Days before Trump’s remarks, Musk had already given Fort Knox conspiracy theorists more fodder.
“Who is confirming that gold wasn’t stolen from Fort Knox?” he wrote in a Feb. 17 post on X. “Maybe it’s there, maybe it’s not. That gold is owned by the American public! We want to know if it’s still there.”
The latest fascination with Fort Knox
Fort Knox and the safety of just over half of the nation’s gold reserves has long been a subject that has captured the American imagination, inspiring novels and numerous conspiracy theories alleging that the gold may have been relocated or stolen. In the 1964 James Bond film Goldfinger, the eponymous villain seeks to detonate a dirty atomic bomb inside Fort Knox so as to contaminate the gold and destroy the U.S. economy.

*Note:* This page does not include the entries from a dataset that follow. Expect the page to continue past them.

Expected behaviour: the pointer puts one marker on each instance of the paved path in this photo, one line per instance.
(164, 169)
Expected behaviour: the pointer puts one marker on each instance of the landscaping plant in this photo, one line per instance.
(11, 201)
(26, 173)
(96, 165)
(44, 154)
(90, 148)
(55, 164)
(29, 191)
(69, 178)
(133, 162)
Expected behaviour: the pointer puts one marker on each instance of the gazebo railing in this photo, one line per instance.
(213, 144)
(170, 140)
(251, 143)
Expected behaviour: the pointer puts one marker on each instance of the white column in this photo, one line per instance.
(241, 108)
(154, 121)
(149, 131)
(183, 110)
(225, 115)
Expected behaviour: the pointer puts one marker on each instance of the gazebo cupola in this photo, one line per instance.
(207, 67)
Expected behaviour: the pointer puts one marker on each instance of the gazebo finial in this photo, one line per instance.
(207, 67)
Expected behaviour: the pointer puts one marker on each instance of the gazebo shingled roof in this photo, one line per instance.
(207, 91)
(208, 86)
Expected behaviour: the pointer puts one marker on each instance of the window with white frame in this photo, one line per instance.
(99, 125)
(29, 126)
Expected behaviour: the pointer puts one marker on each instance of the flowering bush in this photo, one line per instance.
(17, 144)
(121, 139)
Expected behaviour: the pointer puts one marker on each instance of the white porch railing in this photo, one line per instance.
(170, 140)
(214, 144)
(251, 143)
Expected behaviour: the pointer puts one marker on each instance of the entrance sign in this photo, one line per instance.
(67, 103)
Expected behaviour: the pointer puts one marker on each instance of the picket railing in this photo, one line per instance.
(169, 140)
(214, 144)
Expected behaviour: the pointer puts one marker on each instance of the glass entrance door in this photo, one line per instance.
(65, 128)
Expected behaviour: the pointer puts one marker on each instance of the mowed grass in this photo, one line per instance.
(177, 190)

The current dust-up over the United States Bullion Depository, aka Fort Knox, seems to have started with a tweet by the far-right Libertarian financial website Zero Hedge.
“It would be great if @elonmusk could take a look inside Fort Knox just to make sure the 4,580 tons of US gold is there. Last time anyone looked was 50 years ago in 1974,” the Zero Hedge X account wrote on Feb. 15.

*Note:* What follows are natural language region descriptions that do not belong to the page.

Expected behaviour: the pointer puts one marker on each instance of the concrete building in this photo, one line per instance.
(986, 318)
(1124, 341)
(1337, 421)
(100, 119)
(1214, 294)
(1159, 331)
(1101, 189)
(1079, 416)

Musk responded, writing, “Surely it’s reviewed at least every year?”
Chiming into the exchange, Sen. Rand Paul wrote, “Nope, Let’s do it.” In 2010, Paul, a frequent critic of the Federal Exchange, questioned whether there was still gold in Fort Knox.
Just checking vs. an official audit
Part of the confusion surrounding the 147.4 million ounces of gold kept at Fort Knox involves distinguishing between a visual inspection of the reserves versus an actual weighing of it. The vaults holding the gold at Fort Knox are not often opened to nonauthorized personnel. In fact, the last time that happened was in 2017, during Trump’s first term, when then-Treasury Secretary Steve Mnuchin and a Congressional delegation that included Sen. Majority Leader Mitch McConnell toured the facility.
“The gold was there when I visited it,” Mnuchin told CNBC last week. “I hope nobody’s moved it. I’m sure they haven’t. I was the first treasury secretary to go there in I think over 50 years. There’s very serious security protocols in place, obviously, to protect the gold that I can’t talk about.”
In 1975, Iowa Sen. Charles Grassley, a Republican, paid his own visit to look in on the gold at Fort Knox.
“When I went into Fort Knox, you could view the piles of gold,” Grassley told Radio Iowa. “There were separate sections of the vault, and each separate section had a door that was locked, but it had a peephole, maybe six inches square, maybe a foot square, I don’t remember anymore, and you saw the stacks of gold brick there.”
Mnuchin also added that if Trump wants Fort Knox to be audited, “That’s something that can easily be done.” Last week, Paul wrote to Trump’s treasury secretary and asked for just that, requesting in a letter for “an audit of the Mint’s holdings, including testing of the gold.”
In 1974, the last official audit of the gold was conducted by the U.S. General Accounting Office and the Department of the Treasury. But due to security measures that keep the public from obtaining too much information about the storage of the gold, audits do little to satisfy conspiracy theorists.
The 1974 audit, for instance, “was intended to quash rumors but provided only temporary relief from public skepticism,” CMI Gold & Silver, one of the oldest gold and silver dealers in the United States, states on its website. “Conspiracy theorists have two basic tenets: one, the gold in Fort Knox is enormously depleted or completely gone; two, some of the gold bars are fake — made out of tungsten with a coating of gold.”
If and when Trump and Musk do travel to Fort Knox, it seems unlikely that the treasury secretary won’t be joining them.
"I don't have any plans to go to Kentucky," Bessent told Bloomberg TV last week. "I can tell the American people on camera right now, there was a report, September 30th, 2024, all the the gold is there. Any U.S. senator who wants to come and visit it can arrange a visit through our office."